Police in Turkey have arrested nine alleged Islamic State (Isis) members in Gaziantep, who are alleged to have plotted a suicide bomb attack on the Istanbul headquarters of an unspecified political party.

Regional officials said two suspects were detained following a car chase on 30 October, just days before Turkey's crucial legislative elections. Turkey's ruling Justice and Development Party (AKP) regained a majority in the national polls, a result viewed as a vote of confidence in President Recep Tayyip Erdogan's stance particularly towards issues of security.

Seven more members of the Gaziantep cell were detained in subsequent raids and sound to possess grenades and explosives, according to Reuters, which quoted a statement by the local governor's office.

"The group members were caught with the vehicles, grenades, explosives and weapons they were going to use in the attack. Bloody attacks aimed at creating an atmosphere of fear and chaos before the parliamentary elections were prevented," it said.

Turkish prosecutors have said there was a strong link between the bomb attack in Ankara in October, which killed more than a hundred people, and IS operatives in Gaziantep.

Twin bombings in Ankara
People carry the coffin of Serdar Ben, a victim of the twin bombings in Ankara, during his funeral in Istanbul Getty

No individual group has ever claimed responsibility for the bombing but in the immediate aftermath of the attack, dozens of individuals with alleged links to IS were detained across Turkey. Suspicion also fell upon the PKK, the militant Kurdistan Workers' Party, which is in open war against the Turkish state in many ethnic Kurdish areas of the country.

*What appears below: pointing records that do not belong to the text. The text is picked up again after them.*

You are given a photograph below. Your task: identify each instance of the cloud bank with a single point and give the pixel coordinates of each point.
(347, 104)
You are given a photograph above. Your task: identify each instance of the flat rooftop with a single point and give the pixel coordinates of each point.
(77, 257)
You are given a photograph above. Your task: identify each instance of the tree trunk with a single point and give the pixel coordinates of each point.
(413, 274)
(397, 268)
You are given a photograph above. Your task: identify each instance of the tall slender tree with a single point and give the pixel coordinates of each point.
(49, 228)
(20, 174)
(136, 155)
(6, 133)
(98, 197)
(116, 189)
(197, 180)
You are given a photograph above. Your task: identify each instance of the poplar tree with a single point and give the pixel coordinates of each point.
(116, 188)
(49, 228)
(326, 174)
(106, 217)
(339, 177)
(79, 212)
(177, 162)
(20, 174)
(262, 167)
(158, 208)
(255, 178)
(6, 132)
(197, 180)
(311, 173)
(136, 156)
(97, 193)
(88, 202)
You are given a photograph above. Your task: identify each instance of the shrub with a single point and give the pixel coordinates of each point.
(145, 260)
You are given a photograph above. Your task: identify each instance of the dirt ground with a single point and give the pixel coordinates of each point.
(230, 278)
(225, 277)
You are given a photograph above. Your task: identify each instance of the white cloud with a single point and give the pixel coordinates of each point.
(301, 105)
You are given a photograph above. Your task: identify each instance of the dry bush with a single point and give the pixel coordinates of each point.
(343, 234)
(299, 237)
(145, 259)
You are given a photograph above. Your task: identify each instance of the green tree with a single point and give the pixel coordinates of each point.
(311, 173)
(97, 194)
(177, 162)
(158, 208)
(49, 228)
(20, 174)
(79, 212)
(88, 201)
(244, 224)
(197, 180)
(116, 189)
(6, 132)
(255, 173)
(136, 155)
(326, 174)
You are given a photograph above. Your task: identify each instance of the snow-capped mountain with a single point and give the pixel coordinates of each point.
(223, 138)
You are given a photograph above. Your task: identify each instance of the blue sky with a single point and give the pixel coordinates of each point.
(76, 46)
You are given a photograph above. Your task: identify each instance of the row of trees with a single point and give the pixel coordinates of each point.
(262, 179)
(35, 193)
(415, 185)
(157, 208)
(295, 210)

Tensions have soared in Turkey since July, when a bombing killed dozens of left-wing activists in the southern Turkish city of Sanliurfa. Although the suicide bomber was reportedly an IS sympathiser, Kurdish militants immediately blamed the attack on Turkey's failure to stem the spread of IS and launched a series of retaliatory attacks on Turkish security forces.

On 3 November, Turkish police arrested 44 supporters of the popular moderate cleric Fethullah Gulen in what politically motivated crackdown on supporters of Erdogan's main rival.

Among those arrested are police chiefs and administrators, who were reported to have acted "beyond their legal authority". Gulen, a pluralist, has been forced into exile in the US.